먼저 Graphic root signature와 descriptor heap을 현재 frame에서 사용하도록 설정한다.
그리고 현재 frame의 constant buffer를 pipeline에 할당한다.
할당이 끝나면 viewport와 scissor rectangle을 설정한다.
여기서 나타낸 resource는 renter target에 사용된다.

이 작업이 모두 마치면 drawing command를 작성한다. 
위에서 언급한 render target은 command list가 완전히 작동되기 전까지 사용되지 않는다.

 

이벤트가 모두 작성이 되면 m_commandList를 닫고, 입력된 이벤트를 실행한다.

DX::ThrowIfFailed(m_commandList->Close());

// Execute the command list.
ID3D12CommandList* ppCommandLists[] = { m_commandList.Get() };
m_deviceResources->GetCommandQueue()->ExecuteCommandLists(_countof(ppCommandLists), ppCommandLists);

 

 

다음은 Update이다.

Update는 매 프레임마다 호출되며, cube를 회전시키는 동작을 한다.

그리고 이에 맞게 model과 view matrix를 연산하는 작업도 맡느다.
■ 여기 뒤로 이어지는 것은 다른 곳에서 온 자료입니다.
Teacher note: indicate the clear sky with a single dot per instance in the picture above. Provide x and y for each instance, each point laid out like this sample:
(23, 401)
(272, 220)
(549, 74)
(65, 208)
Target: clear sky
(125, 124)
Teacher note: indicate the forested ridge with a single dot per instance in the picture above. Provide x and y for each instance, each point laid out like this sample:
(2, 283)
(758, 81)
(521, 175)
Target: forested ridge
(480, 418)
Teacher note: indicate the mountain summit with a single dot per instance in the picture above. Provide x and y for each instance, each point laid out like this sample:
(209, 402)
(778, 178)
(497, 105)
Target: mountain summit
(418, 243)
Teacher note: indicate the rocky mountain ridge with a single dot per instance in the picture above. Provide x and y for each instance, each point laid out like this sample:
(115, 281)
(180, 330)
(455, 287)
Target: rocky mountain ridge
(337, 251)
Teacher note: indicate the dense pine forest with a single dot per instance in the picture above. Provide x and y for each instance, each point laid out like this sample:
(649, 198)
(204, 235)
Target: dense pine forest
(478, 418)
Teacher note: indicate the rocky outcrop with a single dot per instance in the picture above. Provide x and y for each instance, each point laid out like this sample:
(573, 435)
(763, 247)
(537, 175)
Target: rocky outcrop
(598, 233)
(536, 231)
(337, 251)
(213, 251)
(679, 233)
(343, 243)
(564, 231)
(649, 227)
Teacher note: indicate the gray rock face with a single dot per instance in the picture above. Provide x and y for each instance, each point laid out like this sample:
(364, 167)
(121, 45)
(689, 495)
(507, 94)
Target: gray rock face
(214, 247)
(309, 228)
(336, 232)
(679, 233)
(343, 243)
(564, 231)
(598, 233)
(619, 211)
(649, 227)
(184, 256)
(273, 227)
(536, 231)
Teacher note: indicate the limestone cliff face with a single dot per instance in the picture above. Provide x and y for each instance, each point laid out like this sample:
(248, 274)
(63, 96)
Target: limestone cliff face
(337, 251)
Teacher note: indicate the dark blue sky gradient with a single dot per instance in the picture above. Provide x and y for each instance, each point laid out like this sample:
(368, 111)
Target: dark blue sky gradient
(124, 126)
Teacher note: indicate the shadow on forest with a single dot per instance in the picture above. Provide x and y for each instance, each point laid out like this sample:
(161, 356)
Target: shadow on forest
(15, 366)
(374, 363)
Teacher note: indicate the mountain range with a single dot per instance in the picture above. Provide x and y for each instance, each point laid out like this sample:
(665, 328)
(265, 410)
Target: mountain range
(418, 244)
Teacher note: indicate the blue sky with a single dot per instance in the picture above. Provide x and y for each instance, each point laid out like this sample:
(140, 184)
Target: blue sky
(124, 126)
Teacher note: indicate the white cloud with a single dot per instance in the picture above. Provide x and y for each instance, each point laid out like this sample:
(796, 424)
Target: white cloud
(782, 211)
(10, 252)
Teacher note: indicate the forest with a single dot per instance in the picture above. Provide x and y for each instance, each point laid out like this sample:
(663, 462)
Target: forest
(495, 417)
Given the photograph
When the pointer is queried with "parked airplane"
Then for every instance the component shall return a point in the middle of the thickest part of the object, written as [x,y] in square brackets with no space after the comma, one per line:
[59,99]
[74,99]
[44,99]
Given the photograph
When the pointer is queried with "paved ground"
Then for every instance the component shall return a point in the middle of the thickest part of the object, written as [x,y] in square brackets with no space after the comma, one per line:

// Called once per frame, rotates the cube and calculates the model and view matrices.
void Sample3DSceneRenderer::Update(DX::StepTimer const& timer)
{
	if (m_loadingComplete)
	{
		if (!m_tracking)
		{
			// Rotate the cube a small amount.
			m_angle += static_cast<float>(timer.GetElapsedSeconds()) * m_radiansPerSecond;

			Rotate(m_angle);
		}

		// Update the constant buffer resource.
		UINT8* destination = m_mappedConstantBuffer + (m_deviceResources->GetCurrentFrameIndex() * c_alignedConstantBufferSize);
		memcpy(destination, &m_constantBufferData, sizeof(m_constantBufferData));
	}
}

이 연산은 Geometry가 모두 load 되어 있어야 하며, tracking 상태가 아니면 Rotate 함수를 호출하여 회전을 시킨다.

여기서 호출하는 Rotate는 단순히 XMStoreFloat4x4를 이용한 연산이다.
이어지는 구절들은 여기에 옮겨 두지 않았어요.